解説:香港ノワールの傑作『男たちの挽歌』を中国でリメイク。密輸に手を染めるカイは、警察官である弟・チャオには船乗りだと偽っていた。そんな中、組織内で対立するピージャの罠にはまったカイはチャオに逮捕され、さらには父親まで殺害されてしまう。(KINENOTE)

あらすじ:黒社会で密輸業をしているカイは、警察官である弟のチャオに長年、船乗りであると偽ってきた。カイの素顔を知らないチャオは父親の介護をしながら、兄への厚い信頼を寄せていた。ある日、カイと義兄弟のマークは、岡本率いる東京のヤクザ組織に麻薬の密輸をもちかけられるが、殺しと麻薬に手を出さないという信念を持つカイは彼らの誘いを断る。その結果、カイは組織内で対立するピージャの仕組んだ罠には…(Amazon)

監督:ディン・シェン
出演:ワン・カイ/マー・ティエンユー/ダレン・ワン/ラム・シュ/エリック・ツァン/中野裕太

ネタバレ感想

オリジナルへのリスペクトは感じる

全く存在を知らなかったが、いつの間にか中国でリメイク作が出ていたらしい。シリーズのファンというか、1と2が好きなので鑑賞した。ちなみに、韓国版もさほど印象には残っていない。そういう立場から見ると、当然ではあるが、どうしてもオリジナルと比較しちゃう。で、結論から述べると、オリジナルを超えていない。それはまぁ仕方ない。そういう観点からの感想です。

全体的にはそれなりの雰囲気を感じて、悪くはない作品。だけど、オリジナルを全く知らない状態で鑑賞していたとしたら、心に残ったかどうかと言われると、たぶんそうはならないと思う。オリジナルに対するリスペクトは感じる。ちょっと音楽使い過ぎだとは思うけど。リスペクトと言えば、レスリーチャンやチョウユンファに対してのそれも感じるのに、なぜか、なぜなのか、主役を張ったティ・ロン、つまりホーさんの写真が出てこない(泣)。

マークの存在感が…

ちなみに、『男とたちの挽歌』といえば、マークである。ところが、本作ではこの、マークの存在感が…。やはり、マークと言えばやっぱりチョウ・ユンファなのであって、今作の役者さんはカッコいいし、頑張ってるのは分かるんだけど、なんか軽いんだよな。作中でピージャに「台湾のチンピラ」と言われてるけど、確かにチンピラ感が強すぎる。もう少し渋味があるとよかったと思うんだけど、作り手はあえてそういう路線を外してきたのかもしれない。チョウ・ユンファのマークに寄せすぎると、余計比較されちゃうだろうからね。

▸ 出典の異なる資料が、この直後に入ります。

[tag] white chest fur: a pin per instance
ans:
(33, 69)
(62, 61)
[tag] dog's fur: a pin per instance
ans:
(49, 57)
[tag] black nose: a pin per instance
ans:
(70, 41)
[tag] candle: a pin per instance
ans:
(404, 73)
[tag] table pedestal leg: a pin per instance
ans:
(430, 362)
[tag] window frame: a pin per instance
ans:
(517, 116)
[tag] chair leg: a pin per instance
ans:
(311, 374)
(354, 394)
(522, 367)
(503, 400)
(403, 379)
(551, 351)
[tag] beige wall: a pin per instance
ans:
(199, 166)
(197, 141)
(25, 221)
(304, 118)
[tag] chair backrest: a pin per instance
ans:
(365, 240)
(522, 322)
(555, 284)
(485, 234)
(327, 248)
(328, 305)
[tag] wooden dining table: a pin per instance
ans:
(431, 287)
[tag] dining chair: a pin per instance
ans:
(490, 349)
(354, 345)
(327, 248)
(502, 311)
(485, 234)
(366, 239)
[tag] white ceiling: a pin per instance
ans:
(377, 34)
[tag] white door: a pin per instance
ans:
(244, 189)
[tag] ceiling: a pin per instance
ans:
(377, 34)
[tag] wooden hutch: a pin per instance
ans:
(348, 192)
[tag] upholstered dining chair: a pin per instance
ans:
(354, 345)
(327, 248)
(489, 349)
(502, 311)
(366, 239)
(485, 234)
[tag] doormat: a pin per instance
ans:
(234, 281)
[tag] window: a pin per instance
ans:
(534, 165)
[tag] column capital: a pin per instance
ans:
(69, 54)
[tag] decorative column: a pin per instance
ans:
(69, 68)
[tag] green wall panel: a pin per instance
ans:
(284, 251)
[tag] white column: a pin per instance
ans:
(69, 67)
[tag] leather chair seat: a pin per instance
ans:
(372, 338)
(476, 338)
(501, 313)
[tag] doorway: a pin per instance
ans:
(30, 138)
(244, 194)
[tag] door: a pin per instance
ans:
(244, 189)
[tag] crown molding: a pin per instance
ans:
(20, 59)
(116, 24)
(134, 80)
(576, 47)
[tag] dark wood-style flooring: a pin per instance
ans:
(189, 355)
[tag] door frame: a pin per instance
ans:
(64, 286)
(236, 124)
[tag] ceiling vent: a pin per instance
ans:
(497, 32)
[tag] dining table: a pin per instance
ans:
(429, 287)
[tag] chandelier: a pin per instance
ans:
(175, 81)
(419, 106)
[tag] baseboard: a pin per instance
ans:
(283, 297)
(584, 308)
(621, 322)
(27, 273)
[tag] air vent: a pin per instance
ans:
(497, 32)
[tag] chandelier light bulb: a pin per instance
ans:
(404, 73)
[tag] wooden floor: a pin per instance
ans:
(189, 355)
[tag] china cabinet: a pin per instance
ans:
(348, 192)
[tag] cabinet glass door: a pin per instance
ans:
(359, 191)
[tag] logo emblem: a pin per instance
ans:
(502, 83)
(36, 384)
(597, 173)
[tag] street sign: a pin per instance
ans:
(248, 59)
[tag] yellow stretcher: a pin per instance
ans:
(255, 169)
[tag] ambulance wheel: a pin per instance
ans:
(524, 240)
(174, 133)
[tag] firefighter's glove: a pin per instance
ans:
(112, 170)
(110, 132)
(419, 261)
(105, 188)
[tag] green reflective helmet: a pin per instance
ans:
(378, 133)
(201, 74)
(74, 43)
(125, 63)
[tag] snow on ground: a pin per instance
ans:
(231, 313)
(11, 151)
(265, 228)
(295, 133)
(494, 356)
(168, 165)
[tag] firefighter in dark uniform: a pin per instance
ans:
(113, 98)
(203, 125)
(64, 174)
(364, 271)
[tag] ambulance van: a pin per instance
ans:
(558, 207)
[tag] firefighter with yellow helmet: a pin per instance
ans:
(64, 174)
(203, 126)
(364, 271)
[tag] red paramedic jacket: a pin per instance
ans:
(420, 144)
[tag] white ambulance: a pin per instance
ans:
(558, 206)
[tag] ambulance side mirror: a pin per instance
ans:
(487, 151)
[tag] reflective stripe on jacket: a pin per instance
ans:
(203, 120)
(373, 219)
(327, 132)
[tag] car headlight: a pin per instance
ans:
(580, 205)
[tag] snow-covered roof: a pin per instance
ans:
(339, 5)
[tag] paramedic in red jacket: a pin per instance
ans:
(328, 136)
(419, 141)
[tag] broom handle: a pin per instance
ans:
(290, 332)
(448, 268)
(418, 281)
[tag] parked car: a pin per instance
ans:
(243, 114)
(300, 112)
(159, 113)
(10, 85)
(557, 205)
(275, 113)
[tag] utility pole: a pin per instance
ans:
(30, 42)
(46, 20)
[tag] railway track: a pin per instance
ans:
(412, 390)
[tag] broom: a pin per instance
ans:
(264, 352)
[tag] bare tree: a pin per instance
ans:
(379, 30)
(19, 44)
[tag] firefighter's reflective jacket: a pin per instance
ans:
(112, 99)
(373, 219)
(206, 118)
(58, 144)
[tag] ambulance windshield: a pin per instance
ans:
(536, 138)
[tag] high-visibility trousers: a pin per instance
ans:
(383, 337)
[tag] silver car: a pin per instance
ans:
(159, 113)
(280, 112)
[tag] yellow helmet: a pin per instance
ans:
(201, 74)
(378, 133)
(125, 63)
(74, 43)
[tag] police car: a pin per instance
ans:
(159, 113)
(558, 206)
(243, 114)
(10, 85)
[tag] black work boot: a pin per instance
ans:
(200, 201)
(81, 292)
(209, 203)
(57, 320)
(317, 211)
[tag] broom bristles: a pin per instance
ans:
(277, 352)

という感じの今作のマークだけど、やっぱり期待しちゃうのは、マークの見せ所の一つである、楓林閣での銃撃戦。この作品では、その舞台が日本の料亭ーーというにはサイケなクラブ臭も漂ってくるヘンテコな和風店(笑)。オリジナル同様にスローモーションを使いながらマークが標的となるピージャのいる部屋へ向かっていくわけだが、ここにはそれなりにワクワクした。

ところが、その後の銃撃が…。激しいと言えば激しいんだけど、このシーンでマークは、なぜかピージャ以外の相手は足しか狙わない。あんだけジタバタやってんのにそんなことできるかよと思っちゃう。しかも、この重要なくだりを転がす要素が地震という…(笑)。なんかやたらと地震ってセリフが出てくるのはこのためだったのかとは思ったものの、日本=地震多いっていうその短絡的な発想は何なんだよ。

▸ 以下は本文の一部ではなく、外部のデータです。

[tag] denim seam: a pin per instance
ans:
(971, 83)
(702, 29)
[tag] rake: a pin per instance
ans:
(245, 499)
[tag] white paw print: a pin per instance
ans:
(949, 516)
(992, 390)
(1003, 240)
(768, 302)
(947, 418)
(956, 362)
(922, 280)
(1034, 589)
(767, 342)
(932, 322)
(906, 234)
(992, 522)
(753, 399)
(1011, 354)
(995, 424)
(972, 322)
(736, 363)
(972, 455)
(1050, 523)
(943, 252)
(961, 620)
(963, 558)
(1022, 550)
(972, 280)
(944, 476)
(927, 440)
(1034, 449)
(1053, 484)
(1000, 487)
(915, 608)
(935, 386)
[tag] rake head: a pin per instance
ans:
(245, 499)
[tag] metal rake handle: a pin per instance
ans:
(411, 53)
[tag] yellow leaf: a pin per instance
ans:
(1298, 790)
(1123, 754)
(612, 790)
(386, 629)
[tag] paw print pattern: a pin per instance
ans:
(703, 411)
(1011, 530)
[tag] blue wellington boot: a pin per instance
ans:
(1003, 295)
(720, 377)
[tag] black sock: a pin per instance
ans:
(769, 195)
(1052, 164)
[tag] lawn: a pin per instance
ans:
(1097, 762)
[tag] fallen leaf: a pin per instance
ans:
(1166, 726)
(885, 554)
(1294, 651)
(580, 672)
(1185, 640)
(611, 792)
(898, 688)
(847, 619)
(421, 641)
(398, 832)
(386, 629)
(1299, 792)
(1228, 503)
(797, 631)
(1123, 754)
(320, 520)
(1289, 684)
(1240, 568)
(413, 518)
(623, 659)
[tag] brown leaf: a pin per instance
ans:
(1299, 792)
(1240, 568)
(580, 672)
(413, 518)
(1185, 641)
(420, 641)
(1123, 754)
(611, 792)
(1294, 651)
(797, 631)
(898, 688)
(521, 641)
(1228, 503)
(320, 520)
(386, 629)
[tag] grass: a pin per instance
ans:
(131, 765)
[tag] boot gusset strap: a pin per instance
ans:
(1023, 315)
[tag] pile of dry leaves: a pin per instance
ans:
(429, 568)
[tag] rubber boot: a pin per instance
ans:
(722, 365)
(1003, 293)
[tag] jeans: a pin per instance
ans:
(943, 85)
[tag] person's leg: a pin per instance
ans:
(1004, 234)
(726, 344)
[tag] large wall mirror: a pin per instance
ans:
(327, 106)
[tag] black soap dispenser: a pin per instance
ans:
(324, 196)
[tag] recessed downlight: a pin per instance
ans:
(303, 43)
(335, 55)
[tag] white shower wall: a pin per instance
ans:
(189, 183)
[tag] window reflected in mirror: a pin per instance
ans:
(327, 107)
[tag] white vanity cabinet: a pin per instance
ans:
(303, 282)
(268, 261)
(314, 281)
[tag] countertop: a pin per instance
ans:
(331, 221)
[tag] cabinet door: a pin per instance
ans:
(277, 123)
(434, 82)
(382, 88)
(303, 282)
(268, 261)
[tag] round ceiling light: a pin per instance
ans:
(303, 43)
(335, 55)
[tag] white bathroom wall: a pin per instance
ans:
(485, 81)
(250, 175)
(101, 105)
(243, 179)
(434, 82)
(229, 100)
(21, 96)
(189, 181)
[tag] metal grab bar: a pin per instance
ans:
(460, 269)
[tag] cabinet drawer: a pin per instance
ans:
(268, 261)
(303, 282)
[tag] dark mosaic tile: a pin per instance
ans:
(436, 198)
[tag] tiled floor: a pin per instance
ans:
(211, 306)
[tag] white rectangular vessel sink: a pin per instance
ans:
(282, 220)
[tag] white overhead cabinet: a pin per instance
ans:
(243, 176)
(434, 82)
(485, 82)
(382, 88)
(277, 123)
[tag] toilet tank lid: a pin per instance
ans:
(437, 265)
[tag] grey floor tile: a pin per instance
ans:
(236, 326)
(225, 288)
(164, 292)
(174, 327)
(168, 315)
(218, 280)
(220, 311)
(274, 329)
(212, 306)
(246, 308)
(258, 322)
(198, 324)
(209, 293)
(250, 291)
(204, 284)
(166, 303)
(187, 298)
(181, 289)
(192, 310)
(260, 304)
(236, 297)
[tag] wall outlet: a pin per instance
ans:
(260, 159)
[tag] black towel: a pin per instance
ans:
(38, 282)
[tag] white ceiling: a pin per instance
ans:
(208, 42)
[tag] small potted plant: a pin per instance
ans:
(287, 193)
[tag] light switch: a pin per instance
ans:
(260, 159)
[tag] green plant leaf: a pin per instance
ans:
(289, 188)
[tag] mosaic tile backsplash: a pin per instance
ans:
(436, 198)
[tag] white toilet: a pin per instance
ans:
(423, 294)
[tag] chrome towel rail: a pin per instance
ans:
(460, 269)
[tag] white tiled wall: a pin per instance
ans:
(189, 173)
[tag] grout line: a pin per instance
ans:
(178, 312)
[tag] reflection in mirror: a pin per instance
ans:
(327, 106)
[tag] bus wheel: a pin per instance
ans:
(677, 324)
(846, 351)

そんでもって、オリジナル2作目のオマージュなのか、あおむけ状態からの背中で階段くだりながらのショットの後、マークは岡本に足を撃ち抜かれちゃうわけだけど、なんかグダグダなんだよなぁ。あのシーンは岡本とマークがある意味では認めあった瞬間で、だからこそ岡本はマークの足を狙ったってのはわかるんだけど、何の感慨もわかないのである。

日本風(笑)な日本描写

どうしてこんな残念なお笑いシーンになっちゃったんだろう。舞台が謎の日本風な館(ヤカタ)だから? ていうかこの作品、新宿の街とかはロケしてるみたいだからいいとして、その他の日本の街並みとか店舗内の描写が、なんか微妙にずれてる。まるでハリウッド映画の日本描写みたい。同じ文化圏の中国なんだから、もう少し理解されてるのかなと思ったら、そうでもないんかね(笑)。なんであんなに力士ばかり出てくるのか。岡本のボディーガードも力士、ショー的に取組を見せる力士、ぶつかると喧嘩を売ってくるのも力士(笑)。

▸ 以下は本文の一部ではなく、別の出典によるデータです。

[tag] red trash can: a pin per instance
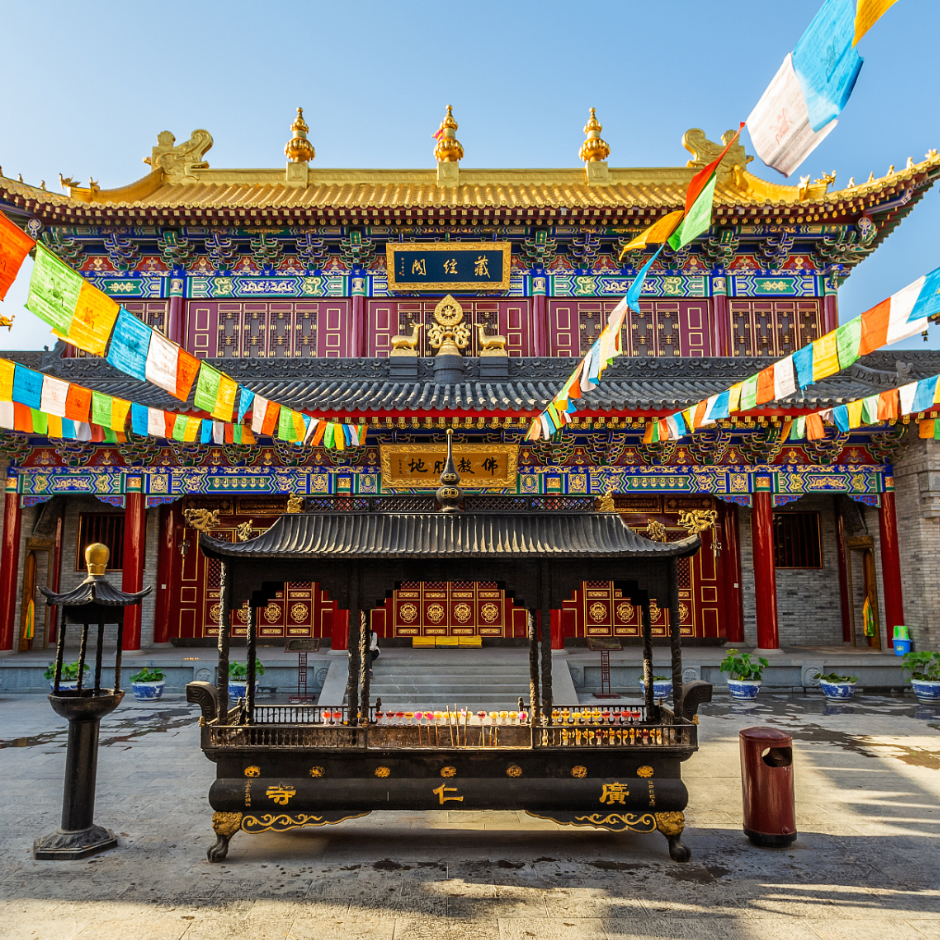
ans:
(767, 785)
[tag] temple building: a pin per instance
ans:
(416, 301)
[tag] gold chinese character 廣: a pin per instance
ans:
(614, 793)
(280, 795)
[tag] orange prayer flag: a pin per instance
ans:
(15, 245)
(187, 368)
(765, 385)
(888, 405)
(815, 430)
(271, 416)
(78, 404)
(875, 327)
(93, 321)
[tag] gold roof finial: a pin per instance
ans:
(96, 558)
(594, 150)
(448, 148)
(298, 149)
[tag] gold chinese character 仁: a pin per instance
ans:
(280, 795)
(614, 793)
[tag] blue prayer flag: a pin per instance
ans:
(27, 387)
(130, 343)
(826, 63)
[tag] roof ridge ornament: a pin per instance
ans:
(448, 151)
(449, 495)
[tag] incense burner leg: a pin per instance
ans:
(671, 826)
(225, 826)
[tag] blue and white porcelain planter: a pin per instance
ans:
(238, 688)
(837, 691)
(927, 691)
(662, 688)
(148, 691)
(744, 690)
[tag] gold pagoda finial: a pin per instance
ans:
(298, 149)
(594, 150)
(448, 148)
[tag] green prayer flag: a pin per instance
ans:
(207, 388)
(749, 393)
(698, 220)
(40, 421)
(53, 291)
(848, 339)
(101, 409)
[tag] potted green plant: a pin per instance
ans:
(148, 685)
(238, 679)
(662, 686)
(924, 667)
(744, 676)
(836, 688)
(68, 679)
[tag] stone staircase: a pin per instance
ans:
(434, 685)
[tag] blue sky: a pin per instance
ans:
(87, 89)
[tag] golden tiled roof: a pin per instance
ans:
(200, 190)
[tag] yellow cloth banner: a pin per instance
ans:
(825, 356)
(657, 233)
(867, 13)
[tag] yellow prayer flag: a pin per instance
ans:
(225, 400)
(657, 233)
(93, 320)
(867, 13)
(855, 413)
(7, 369)
(825, 356)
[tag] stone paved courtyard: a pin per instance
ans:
(866, 865)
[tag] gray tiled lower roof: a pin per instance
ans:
(630, 385)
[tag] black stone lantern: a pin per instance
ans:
(94, 602)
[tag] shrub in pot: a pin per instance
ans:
(744, 675)
(924, 668)
(68, 680)
(148, 685)
(238, 679)
(662, 686)
(836, 688)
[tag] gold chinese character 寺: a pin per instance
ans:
(280, 795)
(614, 793)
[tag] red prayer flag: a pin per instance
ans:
(15, 245)
(765, 385)
(78, 404)
(888, 405)
(701, 179)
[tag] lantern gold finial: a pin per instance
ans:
(298, 149)
(96, 558)
(594, 150)
(448, 149)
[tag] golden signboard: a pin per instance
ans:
(481, 466)
(449, 266)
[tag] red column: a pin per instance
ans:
(132, 565)
(765, 573)
(166, 585)
(730, 561)
(890, 562)
(9, 563)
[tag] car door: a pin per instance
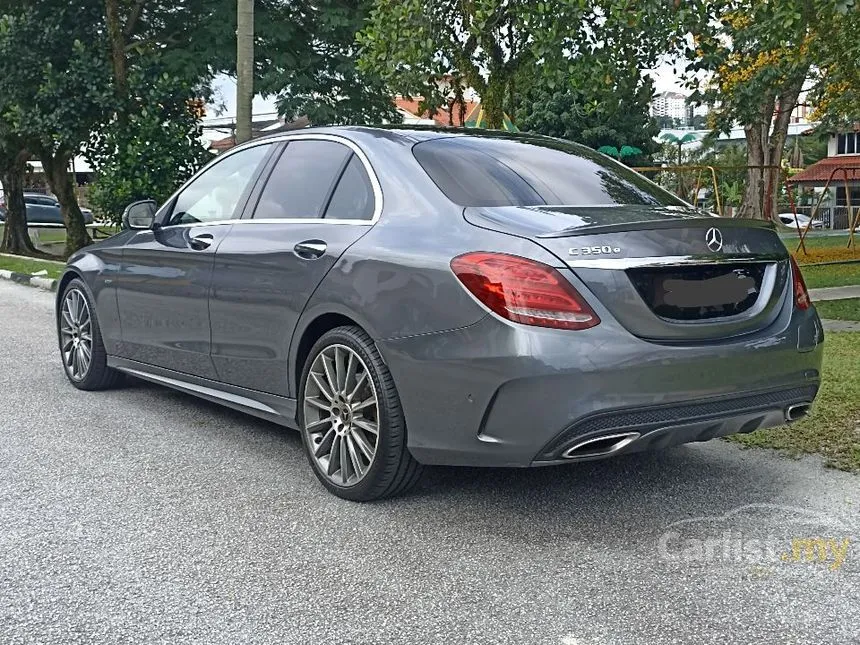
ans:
(163, 285)
(320, 197)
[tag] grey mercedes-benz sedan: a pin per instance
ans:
(407, 297)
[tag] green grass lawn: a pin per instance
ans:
(831, 275)
(28, 265)
(848, 309)
(832, 430)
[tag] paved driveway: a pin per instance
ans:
(146, 516)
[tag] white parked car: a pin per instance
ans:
(787, 219)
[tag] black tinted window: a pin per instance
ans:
(532, 172)
(302, 179)
(353, 197)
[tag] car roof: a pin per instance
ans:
(405, 133)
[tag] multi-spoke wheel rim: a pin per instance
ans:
(76, 335)
(341, 413)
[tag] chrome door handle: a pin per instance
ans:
(201, 241)
(310, 249)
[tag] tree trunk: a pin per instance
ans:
(765, 149)
(117, 45)
(493, 101)
(16, 238)
(244, 68)
(57, 171)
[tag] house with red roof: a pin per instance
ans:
(839, 172)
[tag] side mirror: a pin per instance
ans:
(139, 215)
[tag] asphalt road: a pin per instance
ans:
(144, 515)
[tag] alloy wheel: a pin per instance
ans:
(76, 335)
(341, 415)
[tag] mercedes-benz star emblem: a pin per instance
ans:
(714, 239)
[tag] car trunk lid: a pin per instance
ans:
(665, 274)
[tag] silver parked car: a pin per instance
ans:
(44, 210)
(408, 297)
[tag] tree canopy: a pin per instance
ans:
(753, 60)
(432, 47)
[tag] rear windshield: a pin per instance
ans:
(475, 171)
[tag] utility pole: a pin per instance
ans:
(244, 68)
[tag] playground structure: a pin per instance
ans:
(711, 176)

あと、中国の役者さんに無理やり日本語喋らせなくても良かったと思う。全然日本語に聞こえないから。あと、岡本の役をやった日本人の人も、何を言ってるかセリフがよく聞こえない(笑)。

とまぁ、やっぱり文句ばっかり浮かんできちゃう。良いところはあるかというと、ラム・シュがボス役で出てくるところと、エリック・ツァンが少し見られるところか。後者はほんの数十秒の出番しかないけど。